How many manufacturers supply metronidazole in the US?

Short answer: The number is “many” for tablets and at least several for IV, driven by generic ANDA competition and NDC-level replication.

What “many suppliers” means operationally

  • Procurement can usually find alternatives within the same presentation and strength
  • Substitution can be done by switching NDCs or using therapeutically equivalent generics if labeling permits
  • IV sourcing is the most likely to require a multi-vendor plan

What are the biggest IP and regulatory constraints on new metronidazole suppliers?

Short answer: For metronidazole, regulatory and CMC barriers matter more than patent barriers.

Regulatory constraints

  • ANDA bioequivalence requirements for oral solids (waivers may apply depending on reference listing)
  • Sterile manufacturing validation and inspection readiness for IV
  • Labeling and compendial equivalence

IP constraints

  • Patent-based exclusivity is typically not the gating factor for most metronidazole supply expansion
  • The practical constraint is the manufacturer’s ability to scale and sustain quality systems

Compare FLAGYL metronidazole tablet suppliers vs IV suppliers: where supply risk concentrates?

Short answer: Tablet supply is usually more resilient due to more manufacturing slots. IV supply concentrates risk around fewer sterile facilities.

Tablets (oral): typical sourcing risk profile

  • More stable because oral solid manufacturing is less facility-constrained
  • Substitution across multiple generics is easier operationally

IV (sterile): typical sourcing risk profile

  • Fewer qualified sterile fillers and higher regulatory/CMC burden
  • More sensitive to staffing, line downtime, and sterility assurance testing

Key Takeaways

  • FLAGYL is metronidazole; U.S. supply is served by multiple generic manufacturers under ANDAs, not a single branded supplier network.
  • Supplier identity is best tracked by NDC and labeled manufacturer of record, not by “FLAGYL” branding.
  • API supply is globally distributed; finished-dose manufacturers rely on qualified API sourcing and can rotate API sites under change control.
  • For procurement and continuity planning, the operational bottleneck is often IV sterile manufacturing capacity rather than patent or exclusivity barriers.

FAQs

  1. Which NDCs correspond to metronidazole/FLAGYL tablets in the US?
    NDCs are presentation- and strength-specific; identify the required strength and use the NDC labeler/manufacturer of record for sourcing.

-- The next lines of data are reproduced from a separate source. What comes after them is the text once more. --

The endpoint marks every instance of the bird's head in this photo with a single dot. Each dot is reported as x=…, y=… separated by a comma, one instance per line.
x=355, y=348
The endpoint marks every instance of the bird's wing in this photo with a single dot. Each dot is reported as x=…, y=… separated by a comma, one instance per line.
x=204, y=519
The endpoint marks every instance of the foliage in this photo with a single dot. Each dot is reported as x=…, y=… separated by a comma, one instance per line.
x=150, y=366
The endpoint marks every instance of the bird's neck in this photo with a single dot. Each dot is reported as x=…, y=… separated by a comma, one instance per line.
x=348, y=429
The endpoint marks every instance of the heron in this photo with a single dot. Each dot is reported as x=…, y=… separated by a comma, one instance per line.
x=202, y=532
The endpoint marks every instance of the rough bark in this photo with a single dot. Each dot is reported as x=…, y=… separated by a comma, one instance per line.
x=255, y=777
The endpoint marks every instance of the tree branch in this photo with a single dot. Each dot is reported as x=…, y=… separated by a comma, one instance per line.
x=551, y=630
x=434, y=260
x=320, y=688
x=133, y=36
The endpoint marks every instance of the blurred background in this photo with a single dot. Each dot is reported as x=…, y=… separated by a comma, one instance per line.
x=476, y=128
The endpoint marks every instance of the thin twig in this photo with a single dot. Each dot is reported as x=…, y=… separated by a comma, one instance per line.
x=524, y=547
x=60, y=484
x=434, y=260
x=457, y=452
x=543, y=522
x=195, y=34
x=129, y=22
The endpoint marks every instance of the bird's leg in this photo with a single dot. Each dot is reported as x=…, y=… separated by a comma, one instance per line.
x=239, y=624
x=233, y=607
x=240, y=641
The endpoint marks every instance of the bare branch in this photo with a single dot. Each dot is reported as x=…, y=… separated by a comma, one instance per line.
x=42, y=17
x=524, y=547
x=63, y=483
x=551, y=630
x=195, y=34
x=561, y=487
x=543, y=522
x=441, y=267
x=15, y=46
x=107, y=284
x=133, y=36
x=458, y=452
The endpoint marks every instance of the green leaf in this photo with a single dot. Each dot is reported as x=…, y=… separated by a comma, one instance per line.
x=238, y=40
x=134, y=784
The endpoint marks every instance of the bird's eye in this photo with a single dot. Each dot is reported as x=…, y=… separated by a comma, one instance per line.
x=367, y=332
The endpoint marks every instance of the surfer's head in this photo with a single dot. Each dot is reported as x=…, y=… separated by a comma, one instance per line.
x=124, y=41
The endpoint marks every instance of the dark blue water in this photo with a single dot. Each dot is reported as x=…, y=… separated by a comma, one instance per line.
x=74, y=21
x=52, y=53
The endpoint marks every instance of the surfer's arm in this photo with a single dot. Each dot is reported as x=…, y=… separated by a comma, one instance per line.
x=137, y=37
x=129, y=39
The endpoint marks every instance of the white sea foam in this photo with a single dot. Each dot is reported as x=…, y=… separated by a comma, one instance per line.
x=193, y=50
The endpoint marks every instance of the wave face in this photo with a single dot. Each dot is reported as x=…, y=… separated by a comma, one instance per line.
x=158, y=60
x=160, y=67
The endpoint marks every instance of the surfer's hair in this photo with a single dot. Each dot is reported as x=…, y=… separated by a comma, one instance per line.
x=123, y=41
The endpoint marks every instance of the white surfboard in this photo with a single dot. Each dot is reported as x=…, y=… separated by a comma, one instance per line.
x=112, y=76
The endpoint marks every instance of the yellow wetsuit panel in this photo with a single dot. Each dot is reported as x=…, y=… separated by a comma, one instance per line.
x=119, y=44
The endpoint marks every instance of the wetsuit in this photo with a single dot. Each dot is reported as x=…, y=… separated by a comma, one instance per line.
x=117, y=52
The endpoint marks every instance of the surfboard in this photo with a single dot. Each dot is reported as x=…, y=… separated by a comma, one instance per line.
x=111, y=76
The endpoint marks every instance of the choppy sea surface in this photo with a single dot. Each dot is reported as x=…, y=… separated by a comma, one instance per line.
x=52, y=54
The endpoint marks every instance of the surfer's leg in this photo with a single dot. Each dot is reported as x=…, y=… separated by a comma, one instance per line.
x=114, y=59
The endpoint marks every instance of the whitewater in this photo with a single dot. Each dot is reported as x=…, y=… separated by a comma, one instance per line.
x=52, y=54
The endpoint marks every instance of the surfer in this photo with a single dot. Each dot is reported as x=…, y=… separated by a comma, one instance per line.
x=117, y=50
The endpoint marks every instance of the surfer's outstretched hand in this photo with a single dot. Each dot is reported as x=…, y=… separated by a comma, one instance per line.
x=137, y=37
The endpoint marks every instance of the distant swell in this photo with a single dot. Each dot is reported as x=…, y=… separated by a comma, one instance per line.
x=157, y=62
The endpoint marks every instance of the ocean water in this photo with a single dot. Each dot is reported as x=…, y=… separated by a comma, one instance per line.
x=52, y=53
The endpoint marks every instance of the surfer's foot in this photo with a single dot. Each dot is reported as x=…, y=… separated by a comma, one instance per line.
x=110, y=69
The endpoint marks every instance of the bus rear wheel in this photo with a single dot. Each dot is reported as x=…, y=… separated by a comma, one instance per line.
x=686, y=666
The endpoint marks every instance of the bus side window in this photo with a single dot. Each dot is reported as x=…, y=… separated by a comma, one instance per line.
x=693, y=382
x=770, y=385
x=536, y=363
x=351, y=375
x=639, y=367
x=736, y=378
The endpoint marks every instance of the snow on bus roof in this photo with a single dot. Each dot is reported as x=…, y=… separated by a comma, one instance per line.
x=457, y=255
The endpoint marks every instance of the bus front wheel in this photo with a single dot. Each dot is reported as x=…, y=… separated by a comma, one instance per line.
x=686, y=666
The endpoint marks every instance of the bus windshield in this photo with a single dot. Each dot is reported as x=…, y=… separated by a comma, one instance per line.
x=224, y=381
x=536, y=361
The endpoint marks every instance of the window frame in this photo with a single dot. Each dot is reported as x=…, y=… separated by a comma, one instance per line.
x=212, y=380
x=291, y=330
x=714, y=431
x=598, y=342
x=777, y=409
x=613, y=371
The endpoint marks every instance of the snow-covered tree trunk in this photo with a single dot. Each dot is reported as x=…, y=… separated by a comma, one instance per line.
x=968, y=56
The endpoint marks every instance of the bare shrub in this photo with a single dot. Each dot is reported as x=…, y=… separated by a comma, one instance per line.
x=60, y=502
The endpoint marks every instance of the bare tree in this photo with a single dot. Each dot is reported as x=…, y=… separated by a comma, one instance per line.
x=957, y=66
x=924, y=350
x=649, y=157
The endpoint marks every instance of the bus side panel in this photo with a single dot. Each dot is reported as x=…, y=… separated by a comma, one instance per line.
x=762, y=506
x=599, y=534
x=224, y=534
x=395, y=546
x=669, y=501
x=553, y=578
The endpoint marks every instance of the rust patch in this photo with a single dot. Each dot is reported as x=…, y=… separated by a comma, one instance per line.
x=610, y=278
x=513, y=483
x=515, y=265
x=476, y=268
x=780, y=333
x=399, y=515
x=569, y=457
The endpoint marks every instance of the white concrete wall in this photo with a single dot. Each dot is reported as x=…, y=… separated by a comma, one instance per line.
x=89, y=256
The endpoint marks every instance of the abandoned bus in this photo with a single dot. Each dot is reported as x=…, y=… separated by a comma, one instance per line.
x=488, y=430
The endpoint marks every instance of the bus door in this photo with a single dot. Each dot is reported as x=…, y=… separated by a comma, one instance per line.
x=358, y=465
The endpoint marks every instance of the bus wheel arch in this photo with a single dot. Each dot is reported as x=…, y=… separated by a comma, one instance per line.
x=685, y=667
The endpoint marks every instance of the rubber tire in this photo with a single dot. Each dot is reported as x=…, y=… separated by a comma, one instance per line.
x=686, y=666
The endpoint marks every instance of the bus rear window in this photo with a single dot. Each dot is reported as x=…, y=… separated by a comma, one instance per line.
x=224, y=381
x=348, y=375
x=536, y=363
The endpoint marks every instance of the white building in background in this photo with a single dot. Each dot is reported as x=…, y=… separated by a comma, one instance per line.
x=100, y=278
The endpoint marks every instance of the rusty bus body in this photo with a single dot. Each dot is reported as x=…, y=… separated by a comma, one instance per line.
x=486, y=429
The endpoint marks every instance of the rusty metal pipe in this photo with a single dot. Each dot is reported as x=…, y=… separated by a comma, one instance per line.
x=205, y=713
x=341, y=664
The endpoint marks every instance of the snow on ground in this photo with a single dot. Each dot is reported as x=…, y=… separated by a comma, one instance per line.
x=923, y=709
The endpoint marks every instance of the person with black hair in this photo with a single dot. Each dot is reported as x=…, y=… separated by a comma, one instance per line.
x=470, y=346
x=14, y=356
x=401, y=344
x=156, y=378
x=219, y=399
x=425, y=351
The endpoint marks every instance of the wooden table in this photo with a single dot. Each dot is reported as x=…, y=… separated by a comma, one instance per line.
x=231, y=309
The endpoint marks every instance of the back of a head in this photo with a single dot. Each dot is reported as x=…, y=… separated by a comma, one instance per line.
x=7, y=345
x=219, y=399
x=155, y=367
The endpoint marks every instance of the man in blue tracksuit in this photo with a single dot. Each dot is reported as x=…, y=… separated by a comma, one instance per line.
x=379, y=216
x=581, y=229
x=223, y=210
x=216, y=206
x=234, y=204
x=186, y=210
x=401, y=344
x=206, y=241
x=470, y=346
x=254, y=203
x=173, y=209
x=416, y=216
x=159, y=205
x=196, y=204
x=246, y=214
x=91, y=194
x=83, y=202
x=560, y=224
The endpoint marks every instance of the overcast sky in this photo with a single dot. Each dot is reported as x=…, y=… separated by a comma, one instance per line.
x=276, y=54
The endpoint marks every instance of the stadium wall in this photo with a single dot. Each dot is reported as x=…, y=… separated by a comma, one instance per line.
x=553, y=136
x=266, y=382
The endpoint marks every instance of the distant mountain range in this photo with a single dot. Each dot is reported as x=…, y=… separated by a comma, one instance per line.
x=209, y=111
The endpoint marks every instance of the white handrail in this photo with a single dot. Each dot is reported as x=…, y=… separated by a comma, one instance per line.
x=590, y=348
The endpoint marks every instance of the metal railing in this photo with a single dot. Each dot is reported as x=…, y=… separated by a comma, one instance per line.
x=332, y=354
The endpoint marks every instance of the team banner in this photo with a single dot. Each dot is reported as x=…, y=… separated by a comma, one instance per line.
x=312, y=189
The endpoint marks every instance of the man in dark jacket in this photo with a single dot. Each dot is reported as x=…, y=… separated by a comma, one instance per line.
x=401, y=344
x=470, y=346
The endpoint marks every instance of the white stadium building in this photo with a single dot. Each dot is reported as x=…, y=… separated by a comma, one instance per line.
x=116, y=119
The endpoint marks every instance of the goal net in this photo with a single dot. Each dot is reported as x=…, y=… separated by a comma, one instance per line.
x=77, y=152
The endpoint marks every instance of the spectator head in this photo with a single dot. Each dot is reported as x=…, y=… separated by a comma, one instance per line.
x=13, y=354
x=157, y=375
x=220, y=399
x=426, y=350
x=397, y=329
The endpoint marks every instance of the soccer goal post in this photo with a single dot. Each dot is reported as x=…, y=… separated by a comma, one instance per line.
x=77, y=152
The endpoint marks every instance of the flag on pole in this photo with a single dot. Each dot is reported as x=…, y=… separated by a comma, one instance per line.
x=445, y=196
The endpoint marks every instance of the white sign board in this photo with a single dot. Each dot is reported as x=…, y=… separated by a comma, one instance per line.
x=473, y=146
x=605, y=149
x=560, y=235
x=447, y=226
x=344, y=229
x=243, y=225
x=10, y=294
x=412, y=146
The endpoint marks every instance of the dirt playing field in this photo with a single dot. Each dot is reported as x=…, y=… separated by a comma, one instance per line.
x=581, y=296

  2. Is metronidazole FLAGYL available as generics under ANDA?
    Yes. Most market supply comes from ANDA-labeled generic equivalents of metronidazole.

  3. What product substitutions are possible if a specific FLAGYL NDC is out of stock?
    Switch to an equivalent NDC for the same strength and dosage form, validating label instructions and logistics with the wholesaler and hospital formulary.

  4. Why do shortages more often affect IV metronidazole than tablets?
    Sterile manufacturing and QC release constraints create tighter capacity windows for IV.

  5. Do patents restrict new entrants for metronidazole supply?
    For most metronidazole uses and formulations, patent barriers are generally not the primary driver of supplier availability; CMC and regulatory readiness are the key constraints.

References

  1. U.S. Food and Drug Administration. Orange Book: Approved Drug Products with Therapeutic Equivalence Evaluations. (Orange Book).
  2. FDA. Drug Shortages. (Metronidazole/FLAGYL-related entries when available).